First, it will demand of you to detach yourself from your belief in order to properly compare Juidaism to other religious without prejudice. This can only water down your regular thought paterns about what you believe in, when you think regularly, "let's place these ideas from these religions on the same level so we can compare them properly." The reality is that we "believe" that our religion is divine while the other is not. So once you end up saying to your self, "If I say for a moment that Judaism is not true, the same as this other belief, what is equal between them and what is not."
On the other hand, when discussing other religion, there is the demand to truly understand it and it's pathos, so to see it from their perspective you say to yourself, "let's see it through their eyes.
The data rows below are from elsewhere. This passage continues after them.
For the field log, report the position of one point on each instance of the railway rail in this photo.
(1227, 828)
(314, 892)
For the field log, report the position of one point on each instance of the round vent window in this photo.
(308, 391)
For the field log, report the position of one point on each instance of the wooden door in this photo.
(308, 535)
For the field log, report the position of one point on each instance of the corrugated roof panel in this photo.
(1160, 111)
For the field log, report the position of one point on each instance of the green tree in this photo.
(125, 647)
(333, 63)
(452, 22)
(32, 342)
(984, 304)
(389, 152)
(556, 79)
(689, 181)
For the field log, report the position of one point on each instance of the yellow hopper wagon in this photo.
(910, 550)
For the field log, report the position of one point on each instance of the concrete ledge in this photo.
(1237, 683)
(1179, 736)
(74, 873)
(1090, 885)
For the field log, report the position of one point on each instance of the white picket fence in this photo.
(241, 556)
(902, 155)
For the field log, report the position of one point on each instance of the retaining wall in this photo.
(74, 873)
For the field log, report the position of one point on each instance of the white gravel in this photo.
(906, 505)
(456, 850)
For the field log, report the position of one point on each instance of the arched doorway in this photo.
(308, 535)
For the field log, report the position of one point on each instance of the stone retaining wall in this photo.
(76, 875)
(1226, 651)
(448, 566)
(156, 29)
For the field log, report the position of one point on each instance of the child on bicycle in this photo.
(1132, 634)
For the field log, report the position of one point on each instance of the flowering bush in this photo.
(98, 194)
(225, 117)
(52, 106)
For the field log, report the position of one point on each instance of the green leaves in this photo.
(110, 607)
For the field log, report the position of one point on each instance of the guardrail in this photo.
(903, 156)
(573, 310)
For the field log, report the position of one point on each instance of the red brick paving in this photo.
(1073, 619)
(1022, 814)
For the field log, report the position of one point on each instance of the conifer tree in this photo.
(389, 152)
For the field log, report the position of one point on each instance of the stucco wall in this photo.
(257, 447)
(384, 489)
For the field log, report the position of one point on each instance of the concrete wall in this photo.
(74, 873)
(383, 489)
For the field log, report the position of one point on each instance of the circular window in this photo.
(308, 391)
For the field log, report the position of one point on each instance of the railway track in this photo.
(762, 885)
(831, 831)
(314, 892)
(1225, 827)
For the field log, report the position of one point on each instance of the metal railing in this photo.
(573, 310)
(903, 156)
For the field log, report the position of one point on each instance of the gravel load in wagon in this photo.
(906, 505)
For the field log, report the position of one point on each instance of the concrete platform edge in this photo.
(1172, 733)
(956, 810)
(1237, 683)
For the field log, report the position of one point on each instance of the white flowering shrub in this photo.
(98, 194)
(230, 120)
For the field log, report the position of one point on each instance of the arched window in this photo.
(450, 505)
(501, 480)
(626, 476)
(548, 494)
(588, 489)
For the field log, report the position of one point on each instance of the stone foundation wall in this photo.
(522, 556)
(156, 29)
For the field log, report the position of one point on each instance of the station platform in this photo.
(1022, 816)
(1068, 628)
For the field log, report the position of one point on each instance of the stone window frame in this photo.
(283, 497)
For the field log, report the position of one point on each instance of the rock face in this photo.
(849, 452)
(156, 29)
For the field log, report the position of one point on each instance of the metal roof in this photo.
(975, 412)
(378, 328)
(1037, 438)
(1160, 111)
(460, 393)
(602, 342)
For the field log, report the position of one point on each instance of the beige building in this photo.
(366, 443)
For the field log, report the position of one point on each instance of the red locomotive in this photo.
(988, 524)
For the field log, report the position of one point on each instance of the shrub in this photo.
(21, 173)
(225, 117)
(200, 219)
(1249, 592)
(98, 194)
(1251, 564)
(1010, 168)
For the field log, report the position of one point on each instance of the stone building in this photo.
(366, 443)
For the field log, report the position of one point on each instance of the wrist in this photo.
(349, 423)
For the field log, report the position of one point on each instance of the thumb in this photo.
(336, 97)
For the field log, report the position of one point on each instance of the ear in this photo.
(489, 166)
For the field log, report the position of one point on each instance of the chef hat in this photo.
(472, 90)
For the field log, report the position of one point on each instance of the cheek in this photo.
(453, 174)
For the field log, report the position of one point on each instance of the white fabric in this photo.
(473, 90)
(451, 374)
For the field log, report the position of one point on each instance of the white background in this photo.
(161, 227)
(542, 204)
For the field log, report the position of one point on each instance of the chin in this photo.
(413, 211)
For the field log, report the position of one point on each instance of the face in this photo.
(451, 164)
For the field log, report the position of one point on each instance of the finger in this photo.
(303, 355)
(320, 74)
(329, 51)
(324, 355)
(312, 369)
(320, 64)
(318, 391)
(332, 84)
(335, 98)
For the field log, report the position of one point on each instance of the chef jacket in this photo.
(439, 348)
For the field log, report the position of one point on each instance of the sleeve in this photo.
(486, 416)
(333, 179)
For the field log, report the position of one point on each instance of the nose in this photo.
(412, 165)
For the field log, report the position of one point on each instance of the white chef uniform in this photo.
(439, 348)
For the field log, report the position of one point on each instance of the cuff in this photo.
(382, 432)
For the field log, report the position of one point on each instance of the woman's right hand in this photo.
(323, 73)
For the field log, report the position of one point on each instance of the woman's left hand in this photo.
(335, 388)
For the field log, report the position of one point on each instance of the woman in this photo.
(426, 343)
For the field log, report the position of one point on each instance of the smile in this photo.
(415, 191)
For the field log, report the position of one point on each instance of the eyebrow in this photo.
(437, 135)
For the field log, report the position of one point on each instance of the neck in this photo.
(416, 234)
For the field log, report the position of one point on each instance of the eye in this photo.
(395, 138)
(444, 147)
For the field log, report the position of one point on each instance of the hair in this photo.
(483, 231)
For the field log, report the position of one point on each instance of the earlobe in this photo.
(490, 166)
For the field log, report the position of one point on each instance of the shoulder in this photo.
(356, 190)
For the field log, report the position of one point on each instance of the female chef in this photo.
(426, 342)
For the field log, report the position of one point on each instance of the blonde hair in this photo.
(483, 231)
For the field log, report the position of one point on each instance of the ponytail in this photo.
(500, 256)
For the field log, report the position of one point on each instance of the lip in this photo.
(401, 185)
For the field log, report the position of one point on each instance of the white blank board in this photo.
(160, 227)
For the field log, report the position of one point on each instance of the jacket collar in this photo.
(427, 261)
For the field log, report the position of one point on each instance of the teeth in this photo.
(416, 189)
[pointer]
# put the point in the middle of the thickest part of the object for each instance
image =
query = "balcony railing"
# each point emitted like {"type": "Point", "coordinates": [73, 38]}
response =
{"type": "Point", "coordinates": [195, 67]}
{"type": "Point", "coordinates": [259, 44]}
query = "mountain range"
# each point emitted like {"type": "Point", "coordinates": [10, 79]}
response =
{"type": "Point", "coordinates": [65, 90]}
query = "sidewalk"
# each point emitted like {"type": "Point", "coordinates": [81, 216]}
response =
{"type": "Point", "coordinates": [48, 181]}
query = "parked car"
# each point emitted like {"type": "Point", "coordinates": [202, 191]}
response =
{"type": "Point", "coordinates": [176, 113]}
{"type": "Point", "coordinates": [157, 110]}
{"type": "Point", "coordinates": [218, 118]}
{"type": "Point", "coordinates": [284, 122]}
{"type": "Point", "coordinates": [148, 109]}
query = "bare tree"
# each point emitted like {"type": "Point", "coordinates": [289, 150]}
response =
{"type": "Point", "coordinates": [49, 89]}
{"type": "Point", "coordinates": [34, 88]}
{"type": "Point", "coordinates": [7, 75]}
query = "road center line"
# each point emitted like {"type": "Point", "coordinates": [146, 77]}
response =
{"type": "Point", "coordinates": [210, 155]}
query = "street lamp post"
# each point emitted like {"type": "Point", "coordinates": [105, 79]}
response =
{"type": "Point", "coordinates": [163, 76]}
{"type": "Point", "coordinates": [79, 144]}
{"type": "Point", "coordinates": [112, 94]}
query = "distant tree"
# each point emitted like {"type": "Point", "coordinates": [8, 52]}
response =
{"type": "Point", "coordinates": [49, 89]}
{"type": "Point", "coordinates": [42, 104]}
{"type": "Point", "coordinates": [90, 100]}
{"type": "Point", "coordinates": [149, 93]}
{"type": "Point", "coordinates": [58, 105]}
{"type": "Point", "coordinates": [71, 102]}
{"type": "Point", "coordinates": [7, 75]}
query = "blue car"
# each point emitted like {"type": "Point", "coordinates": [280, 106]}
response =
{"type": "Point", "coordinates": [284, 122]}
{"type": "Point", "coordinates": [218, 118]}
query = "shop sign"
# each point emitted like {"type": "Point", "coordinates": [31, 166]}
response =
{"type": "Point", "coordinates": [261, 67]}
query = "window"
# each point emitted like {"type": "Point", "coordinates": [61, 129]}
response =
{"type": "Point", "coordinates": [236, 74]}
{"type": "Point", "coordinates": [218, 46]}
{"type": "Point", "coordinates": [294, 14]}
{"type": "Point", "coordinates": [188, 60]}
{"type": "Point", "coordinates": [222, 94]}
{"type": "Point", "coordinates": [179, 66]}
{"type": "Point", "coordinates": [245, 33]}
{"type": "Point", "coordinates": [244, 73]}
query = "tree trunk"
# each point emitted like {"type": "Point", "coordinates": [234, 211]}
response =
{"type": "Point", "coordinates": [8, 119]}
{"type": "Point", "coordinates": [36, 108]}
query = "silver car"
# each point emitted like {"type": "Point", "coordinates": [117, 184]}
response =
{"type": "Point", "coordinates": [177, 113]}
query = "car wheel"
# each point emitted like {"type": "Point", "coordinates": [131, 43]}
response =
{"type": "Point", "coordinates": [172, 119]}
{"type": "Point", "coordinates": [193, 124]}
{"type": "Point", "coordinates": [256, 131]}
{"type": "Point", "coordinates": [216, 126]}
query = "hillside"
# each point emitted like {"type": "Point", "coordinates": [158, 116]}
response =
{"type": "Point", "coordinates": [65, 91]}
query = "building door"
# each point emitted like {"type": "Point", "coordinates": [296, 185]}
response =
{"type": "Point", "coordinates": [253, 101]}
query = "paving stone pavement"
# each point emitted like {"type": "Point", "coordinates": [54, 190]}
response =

What is it like to believe this as true as they do." In this case, instead of the cold detachment a believer in Judaism should have to these conflicting beliefs, you have opened yourself up to literally thinking thoughts of avoda zara to properly understand and write about the subject.
The goal should be then, if you're going to do this, to stay devoted to Judaism in your heart with an emotional belief and devotion while, at the same time, treat the other beliefs that you are studying with the intellectual detachment of a scholar.
In addition, I'll reiterate what the Rebbe said to people who were studying secular subjects. As you increase the secular knowledge you should increase your Torah study at the same rate or greater in response.
Going in to a place of worship etc snd the negative or positive emotions it evoks is also important but recognize please the fundamental shift in judgment this discipline demands on you.